Il faut aussi avoir en tête plusieurs éléments concernant la recherche scientifique dite dure, menée dans les laboratoires publics tels que le CNRS et les écoles d’ingénieurs. D’une part, ces travaux de recherche sont bien souvent menés loin des sciences humaines et sociales, et donc sans considération sociologique, historique ou politique. D’autre part, ces travaux, bien qu’ils soient menés sur fonds publics et par des chercheur·euses travaillant dans des institutions publiques, servent très largement les intérêts de grands groupes privés. Ceux-là mêmes qui contribuent directement aux désastres en cours. Nous parlons ici de développer des technologies « vertes » toujours plus performantes dans l’espoir qu’un jour – mais pas aujourd’hui – elles n’auront plus d’impact négatif. Fabriquer du ciment sans émission de CO2, usine du futur dopée à l’IA, nouveau nucléaire, etc. : tous ces mirages technologiques sont rendus crédibles par les efforts de la recherche publique, qui serviront in fine au secteur privé.

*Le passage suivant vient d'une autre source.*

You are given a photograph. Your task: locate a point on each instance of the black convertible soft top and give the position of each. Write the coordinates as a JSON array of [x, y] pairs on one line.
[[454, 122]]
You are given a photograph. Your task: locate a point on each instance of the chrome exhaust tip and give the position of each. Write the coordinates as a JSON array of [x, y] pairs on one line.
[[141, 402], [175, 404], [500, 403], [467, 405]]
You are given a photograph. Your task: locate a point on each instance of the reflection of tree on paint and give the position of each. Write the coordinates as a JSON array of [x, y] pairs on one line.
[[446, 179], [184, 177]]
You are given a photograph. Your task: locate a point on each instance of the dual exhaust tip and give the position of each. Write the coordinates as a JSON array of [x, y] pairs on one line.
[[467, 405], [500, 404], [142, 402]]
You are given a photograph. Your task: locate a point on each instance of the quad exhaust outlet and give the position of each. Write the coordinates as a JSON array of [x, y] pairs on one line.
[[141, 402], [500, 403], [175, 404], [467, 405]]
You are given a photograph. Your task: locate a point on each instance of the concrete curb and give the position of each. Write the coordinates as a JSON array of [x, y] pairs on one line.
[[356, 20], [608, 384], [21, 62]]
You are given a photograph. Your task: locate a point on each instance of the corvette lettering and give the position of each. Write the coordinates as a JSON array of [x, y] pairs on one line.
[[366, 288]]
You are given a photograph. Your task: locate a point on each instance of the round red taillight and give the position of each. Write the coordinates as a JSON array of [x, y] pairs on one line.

Un des biais de la recherche telle qu’elle est exercée aujourd’hui est qu’elle partage souvent la mentalité de l’ingénierie : considérer que tout problème, qu’il soit politique, scientifique ou social a forcément une solution technique. La fascination pour la science et la légitimation de la figure du « grand scientifique » restent entretenues même dans des champs a priori innocents ou vertueux de la recherche. Si même Albert Einstein, qui à l’époque déjà n’avait pas pu empêcher l’utilisation meurtrière de ses recherches, se retrouve comme figure tutélaire du génie humain, comment celleux qui marchent dans ses pas pourraient être sûr·es que leurs bonnes intentions ne serviront pas à étendre le monde qu’ils ou elles cherchent à abattre dans la contestation ? Je vous invite à relire la célèbre contribution de Grothendieck1 à ce sujet.
La plus grande vertu du processus de recherche est de sanctuariser du temps et des moyens pour diffuser des savoirs qui ne répondent pas forcément à des impératifs économiques, de laisser le temps à des perspectives de changement social au long cours de pouvoir s’opérer, loin du brouhaha médiatique et autre esbroufe du monde des start-up. C’est cultiver cet « esprit du service public » ou des « communs », selon d’où l’on parle, qui justifierait de conserver une recherche publique.